NOTE: You will often find in-depth descriptions of this Italian visit among the comments below both as I add onto them and as you prompt my memory. I'll try to restrict my thoughts exclusively to today's image here on the home page. Those comments begin here. To follow the thread chronologically start at October 7th.
6 comments:
Well, we could go technical and there are lots of ways to argue why this is an excellent image, but I won't do that. I know it, you know it and both of us know that the other knows. It's moot.
Instead I want to ask the more fundamental question why on earth it should matter if this is a cliché? If art is anything, then it is a very personal thing between the artist and himself. You are the artist. If it's OK for you, then I can partake or not, that's my choice, but that's it for me.
Well, I chose to like it :)
Andreas
I like the image too, and wouldn't have thought it cliché unless you had pointed it out. Maybe that's because I have never been there. So you can keep on presenting clichés and I'll never know the difference:)
As for the "cliché trap", where the would be photographer decides against a scene by either A)putting away the camera entirely, or B)pursuing a different viewpoint that is hopefully somehow unique.... well, these are curious issues that I believe all photographers confront. At times it bugs the tar our of me.

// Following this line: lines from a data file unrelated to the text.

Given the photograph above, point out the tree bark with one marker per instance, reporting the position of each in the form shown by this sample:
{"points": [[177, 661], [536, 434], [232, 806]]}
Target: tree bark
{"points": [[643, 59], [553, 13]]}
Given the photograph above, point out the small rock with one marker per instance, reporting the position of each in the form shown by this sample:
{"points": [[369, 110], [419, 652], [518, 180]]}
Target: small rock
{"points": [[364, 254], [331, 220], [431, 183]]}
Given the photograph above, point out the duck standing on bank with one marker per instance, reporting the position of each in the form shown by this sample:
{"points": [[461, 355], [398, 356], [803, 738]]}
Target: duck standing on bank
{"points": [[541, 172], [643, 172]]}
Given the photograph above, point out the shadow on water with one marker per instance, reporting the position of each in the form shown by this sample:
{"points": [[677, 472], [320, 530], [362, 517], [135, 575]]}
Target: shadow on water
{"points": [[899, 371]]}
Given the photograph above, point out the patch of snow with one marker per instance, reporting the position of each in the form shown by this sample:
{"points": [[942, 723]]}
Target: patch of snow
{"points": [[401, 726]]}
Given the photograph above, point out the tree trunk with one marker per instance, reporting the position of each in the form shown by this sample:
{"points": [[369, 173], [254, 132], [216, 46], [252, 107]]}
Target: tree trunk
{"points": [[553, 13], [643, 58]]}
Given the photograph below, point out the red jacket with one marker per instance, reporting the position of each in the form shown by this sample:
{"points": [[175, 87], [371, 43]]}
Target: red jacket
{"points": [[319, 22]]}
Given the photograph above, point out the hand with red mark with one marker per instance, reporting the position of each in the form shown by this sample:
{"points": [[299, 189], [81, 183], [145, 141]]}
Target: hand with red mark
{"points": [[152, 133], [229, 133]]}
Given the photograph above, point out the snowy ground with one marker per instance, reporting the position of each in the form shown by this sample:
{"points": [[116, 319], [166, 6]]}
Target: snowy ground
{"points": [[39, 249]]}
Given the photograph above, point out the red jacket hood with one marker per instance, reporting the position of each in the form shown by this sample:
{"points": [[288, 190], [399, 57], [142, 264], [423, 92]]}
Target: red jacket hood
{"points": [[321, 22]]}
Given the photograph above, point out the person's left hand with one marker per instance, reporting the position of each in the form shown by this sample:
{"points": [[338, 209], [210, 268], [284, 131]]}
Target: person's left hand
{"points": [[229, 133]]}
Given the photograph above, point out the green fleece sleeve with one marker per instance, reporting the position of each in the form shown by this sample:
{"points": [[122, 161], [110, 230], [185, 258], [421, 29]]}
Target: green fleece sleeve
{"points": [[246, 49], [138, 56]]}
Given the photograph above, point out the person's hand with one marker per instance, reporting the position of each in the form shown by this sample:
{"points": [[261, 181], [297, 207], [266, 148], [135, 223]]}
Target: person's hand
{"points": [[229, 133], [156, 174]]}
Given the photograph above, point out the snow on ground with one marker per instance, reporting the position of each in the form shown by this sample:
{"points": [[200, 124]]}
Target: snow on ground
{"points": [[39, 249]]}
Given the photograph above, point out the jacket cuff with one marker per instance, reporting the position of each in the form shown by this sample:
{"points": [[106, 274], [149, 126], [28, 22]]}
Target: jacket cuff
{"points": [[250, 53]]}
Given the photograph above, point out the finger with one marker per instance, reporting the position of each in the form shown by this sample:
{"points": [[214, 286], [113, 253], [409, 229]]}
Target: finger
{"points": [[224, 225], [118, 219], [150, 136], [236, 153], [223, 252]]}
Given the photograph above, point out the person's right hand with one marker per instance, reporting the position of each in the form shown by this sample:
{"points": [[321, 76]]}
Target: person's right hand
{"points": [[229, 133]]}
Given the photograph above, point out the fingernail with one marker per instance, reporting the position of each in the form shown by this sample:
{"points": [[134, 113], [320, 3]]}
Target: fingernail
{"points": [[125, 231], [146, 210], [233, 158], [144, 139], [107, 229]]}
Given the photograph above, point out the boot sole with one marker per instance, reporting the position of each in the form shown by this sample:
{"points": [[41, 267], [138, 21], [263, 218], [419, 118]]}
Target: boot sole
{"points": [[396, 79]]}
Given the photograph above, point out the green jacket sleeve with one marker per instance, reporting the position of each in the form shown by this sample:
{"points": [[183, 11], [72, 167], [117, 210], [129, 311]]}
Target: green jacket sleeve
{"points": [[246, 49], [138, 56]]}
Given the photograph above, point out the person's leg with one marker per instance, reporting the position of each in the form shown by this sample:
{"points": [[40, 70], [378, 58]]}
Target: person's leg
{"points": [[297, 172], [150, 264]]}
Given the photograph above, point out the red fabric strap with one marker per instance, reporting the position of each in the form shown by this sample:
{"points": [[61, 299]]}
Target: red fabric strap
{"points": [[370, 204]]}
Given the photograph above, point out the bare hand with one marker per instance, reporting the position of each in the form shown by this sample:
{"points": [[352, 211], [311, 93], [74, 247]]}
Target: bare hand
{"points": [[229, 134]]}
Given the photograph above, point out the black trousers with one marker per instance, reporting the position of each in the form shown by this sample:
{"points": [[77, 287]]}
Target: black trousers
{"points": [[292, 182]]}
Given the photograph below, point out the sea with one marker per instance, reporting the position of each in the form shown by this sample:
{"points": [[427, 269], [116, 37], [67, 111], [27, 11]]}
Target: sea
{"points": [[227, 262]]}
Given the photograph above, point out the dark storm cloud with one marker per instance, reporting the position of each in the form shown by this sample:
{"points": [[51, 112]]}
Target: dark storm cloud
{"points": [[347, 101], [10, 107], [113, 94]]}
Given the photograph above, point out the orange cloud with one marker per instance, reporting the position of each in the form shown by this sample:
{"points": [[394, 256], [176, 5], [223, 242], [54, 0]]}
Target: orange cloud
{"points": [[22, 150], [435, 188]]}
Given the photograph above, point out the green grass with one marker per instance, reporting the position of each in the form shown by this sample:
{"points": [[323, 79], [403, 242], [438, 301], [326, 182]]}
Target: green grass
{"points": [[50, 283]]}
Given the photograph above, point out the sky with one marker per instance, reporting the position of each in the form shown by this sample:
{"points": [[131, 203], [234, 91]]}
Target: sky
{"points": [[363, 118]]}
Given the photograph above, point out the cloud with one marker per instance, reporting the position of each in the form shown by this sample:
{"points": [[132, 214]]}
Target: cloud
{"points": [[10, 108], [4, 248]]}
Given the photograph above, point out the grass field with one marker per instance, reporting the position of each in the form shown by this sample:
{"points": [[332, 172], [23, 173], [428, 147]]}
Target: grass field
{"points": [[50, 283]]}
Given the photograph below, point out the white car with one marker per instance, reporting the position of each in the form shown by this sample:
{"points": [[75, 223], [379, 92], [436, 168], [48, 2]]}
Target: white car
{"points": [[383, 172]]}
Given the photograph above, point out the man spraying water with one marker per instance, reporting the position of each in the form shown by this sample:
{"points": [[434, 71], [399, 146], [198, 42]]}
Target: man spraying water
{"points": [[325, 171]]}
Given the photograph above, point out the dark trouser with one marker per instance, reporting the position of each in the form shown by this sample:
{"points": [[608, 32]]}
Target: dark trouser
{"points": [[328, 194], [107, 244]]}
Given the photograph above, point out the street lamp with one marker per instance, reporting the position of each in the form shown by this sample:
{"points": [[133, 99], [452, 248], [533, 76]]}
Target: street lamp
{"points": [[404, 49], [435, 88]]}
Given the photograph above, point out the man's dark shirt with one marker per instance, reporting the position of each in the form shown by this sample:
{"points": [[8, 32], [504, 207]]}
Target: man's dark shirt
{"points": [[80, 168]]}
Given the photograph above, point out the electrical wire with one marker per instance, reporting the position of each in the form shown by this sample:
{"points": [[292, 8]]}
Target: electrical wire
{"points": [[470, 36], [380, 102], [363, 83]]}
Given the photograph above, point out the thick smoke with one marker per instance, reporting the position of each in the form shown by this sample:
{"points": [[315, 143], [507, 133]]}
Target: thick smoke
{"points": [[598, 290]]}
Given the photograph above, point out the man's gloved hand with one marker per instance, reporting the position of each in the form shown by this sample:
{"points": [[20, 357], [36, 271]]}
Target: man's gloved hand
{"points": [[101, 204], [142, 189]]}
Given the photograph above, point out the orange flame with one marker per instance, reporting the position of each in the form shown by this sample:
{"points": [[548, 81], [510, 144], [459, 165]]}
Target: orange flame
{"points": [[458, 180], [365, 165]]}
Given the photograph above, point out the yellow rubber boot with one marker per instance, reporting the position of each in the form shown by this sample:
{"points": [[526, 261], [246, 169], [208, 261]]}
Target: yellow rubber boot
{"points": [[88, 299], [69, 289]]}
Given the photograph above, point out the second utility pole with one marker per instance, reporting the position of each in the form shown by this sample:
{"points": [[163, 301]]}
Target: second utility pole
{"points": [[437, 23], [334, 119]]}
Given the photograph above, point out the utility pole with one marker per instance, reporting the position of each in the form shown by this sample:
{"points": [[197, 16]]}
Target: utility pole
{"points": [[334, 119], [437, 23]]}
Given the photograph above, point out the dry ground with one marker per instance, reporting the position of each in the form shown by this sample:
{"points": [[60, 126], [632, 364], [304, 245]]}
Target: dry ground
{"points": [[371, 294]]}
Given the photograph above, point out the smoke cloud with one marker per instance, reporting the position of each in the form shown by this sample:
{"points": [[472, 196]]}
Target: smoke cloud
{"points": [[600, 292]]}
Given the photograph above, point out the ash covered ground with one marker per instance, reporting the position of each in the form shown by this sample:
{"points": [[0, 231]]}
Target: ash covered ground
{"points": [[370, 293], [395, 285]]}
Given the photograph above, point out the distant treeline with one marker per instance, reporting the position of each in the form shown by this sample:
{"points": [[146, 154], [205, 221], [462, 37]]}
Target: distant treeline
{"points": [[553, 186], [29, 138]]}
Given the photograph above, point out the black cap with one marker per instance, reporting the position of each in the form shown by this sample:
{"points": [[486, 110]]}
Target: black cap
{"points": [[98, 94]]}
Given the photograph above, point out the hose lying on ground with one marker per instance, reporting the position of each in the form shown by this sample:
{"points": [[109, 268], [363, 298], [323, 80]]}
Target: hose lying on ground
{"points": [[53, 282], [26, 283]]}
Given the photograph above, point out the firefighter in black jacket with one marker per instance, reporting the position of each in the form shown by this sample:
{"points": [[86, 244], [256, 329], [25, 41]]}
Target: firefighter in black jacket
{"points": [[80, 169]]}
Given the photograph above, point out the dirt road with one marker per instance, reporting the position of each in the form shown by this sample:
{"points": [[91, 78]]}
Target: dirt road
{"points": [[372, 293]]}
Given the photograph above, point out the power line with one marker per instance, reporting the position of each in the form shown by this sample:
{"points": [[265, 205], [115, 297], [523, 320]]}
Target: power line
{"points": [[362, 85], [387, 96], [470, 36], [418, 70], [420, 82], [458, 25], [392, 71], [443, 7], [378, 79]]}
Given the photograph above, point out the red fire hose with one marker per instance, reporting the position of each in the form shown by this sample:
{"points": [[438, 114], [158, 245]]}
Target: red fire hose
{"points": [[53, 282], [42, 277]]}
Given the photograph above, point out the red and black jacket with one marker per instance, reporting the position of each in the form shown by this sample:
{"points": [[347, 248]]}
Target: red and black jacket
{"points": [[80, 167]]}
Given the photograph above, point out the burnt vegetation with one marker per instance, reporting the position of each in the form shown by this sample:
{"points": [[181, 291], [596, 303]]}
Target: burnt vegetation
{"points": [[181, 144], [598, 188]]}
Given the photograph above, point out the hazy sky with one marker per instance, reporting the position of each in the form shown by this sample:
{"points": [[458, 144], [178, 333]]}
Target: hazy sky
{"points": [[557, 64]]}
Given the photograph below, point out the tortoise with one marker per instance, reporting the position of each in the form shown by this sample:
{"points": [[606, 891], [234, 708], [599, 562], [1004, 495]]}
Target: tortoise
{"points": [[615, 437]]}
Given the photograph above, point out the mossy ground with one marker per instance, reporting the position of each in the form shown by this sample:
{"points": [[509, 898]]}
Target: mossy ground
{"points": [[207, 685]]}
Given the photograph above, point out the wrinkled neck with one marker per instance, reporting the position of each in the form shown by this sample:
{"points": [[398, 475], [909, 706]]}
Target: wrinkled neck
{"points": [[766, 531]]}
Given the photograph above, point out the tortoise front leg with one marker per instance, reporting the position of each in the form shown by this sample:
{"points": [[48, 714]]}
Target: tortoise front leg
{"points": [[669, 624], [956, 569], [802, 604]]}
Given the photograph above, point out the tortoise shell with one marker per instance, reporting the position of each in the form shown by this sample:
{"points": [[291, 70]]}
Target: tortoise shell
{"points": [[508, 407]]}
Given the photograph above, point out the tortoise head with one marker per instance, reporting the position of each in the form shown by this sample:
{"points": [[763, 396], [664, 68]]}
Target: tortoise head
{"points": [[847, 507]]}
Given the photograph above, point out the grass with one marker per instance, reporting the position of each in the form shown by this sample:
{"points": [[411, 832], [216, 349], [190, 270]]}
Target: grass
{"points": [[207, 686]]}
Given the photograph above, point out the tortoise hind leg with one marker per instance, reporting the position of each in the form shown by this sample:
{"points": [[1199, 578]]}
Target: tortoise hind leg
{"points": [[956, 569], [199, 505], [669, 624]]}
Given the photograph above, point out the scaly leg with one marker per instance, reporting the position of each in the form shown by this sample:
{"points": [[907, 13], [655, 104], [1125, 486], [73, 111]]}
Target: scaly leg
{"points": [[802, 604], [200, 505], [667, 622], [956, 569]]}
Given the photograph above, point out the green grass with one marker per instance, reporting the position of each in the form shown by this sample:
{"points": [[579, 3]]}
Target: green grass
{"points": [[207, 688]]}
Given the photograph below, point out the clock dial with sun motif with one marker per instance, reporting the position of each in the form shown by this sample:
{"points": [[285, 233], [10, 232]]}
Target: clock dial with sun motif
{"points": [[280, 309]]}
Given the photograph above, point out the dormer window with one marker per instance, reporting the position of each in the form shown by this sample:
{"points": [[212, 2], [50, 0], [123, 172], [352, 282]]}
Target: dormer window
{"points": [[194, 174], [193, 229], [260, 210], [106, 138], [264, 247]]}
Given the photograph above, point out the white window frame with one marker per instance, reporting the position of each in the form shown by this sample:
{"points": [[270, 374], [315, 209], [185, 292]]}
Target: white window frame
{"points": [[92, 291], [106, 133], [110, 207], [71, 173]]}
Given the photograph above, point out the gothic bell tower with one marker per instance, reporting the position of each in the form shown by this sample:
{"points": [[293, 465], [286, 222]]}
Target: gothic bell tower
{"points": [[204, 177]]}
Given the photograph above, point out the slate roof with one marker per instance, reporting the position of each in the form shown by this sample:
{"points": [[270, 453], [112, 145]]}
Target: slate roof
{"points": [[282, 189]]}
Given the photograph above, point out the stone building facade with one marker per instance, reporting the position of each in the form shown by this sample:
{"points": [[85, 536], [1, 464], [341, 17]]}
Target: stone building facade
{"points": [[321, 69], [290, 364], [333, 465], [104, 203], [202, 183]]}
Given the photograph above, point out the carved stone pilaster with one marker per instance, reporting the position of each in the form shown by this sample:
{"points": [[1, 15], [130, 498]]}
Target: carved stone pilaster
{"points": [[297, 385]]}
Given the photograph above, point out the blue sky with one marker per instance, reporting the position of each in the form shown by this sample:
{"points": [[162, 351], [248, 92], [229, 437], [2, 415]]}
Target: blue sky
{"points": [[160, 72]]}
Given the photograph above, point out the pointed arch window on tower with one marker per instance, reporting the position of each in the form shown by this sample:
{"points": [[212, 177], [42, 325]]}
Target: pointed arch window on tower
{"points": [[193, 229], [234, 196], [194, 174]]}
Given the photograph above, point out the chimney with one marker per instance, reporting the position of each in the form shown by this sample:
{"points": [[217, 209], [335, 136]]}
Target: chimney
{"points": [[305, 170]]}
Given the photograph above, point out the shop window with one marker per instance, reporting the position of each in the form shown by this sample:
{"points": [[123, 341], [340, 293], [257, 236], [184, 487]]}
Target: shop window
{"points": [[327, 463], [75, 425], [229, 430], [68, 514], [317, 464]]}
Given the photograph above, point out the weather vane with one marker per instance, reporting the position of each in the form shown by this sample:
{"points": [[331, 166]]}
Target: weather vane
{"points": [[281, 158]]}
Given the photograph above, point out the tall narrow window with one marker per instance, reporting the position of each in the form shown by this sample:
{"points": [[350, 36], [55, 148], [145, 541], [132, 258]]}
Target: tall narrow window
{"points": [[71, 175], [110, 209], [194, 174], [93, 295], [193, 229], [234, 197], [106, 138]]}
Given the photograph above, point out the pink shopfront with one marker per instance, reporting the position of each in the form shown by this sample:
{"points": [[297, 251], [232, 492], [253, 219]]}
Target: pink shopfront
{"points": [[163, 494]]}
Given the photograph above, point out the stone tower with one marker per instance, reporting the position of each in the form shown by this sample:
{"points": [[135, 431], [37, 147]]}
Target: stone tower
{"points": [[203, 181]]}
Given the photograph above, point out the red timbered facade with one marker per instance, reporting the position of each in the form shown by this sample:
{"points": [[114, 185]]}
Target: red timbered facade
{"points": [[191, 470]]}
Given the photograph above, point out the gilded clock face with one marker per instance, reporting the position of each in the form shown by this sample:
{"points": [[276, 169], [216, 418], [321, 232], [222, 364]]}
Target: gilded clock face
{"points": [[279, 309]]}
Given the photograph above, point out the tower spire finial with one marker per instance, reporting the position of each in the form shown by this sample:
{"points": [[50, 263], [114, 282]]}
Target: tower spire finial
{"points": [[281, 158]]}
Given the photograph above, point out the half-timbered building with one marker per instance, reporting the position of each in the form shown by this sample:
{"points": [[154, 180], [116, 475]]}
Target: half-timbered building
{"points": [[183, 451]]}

One the one hand I want to present images that look "as good" as those done by others. But at the same time I don't want the image to be so "standardized" in terms of camera placement, lighting, and composition that it could have been done a gillion times, or more... and likely better, by others.
And I don't think there is a way around this obstacle in the tangible sense... it not like a rock we can hop across. There are only so many accessible POV and they have all been done. Oh well. I try not to worry about it. It doesn't seem to do any good.
(Michael) YESSSSSSSS! You get it! My point. The hell can we do to keep from plagiarizing the obvious? In this case my guide brought us to this place. Stood at the railing. Pointed to the vista. I did and shot it using the railing as support. My meager contribution was to purposely fill the foreground with the twin tourist boats, and to work it like heck in post processing.
And there's nothing fresh in the image. It is as if I'd successfully copied a museum painting... with my camera. We study other photographers to learn exactly what? And to the degree we impliment our studies... do we fall frequently into the 'Cliché Trap'? Isn't the very mechanical process we utilize a mold that keeps us frequently within the barriers of cliché? I have been drawn to the digital post processing techniques in order to explore fresh directions. But i wonder if I am simply using them to enhance past directions? I.E. to create post-processed clichés.
Is newness merely novelty? Or is freshness found in ideas/emotions revealed? Um, and how many of them are there? AAAARGH! I am having a crisis of photographers faith!!!!
Beautiful.
I like Chad's comment. Short, concise and to the point. :)
Not only thanks for all the photos, also thanks for brushing up my English. I really had to look up "galoot". But that's a nice word...
I'll guarantee that the galoot with the instamatic didn't come back from the drug store with a print that looks like this! No cliche' here!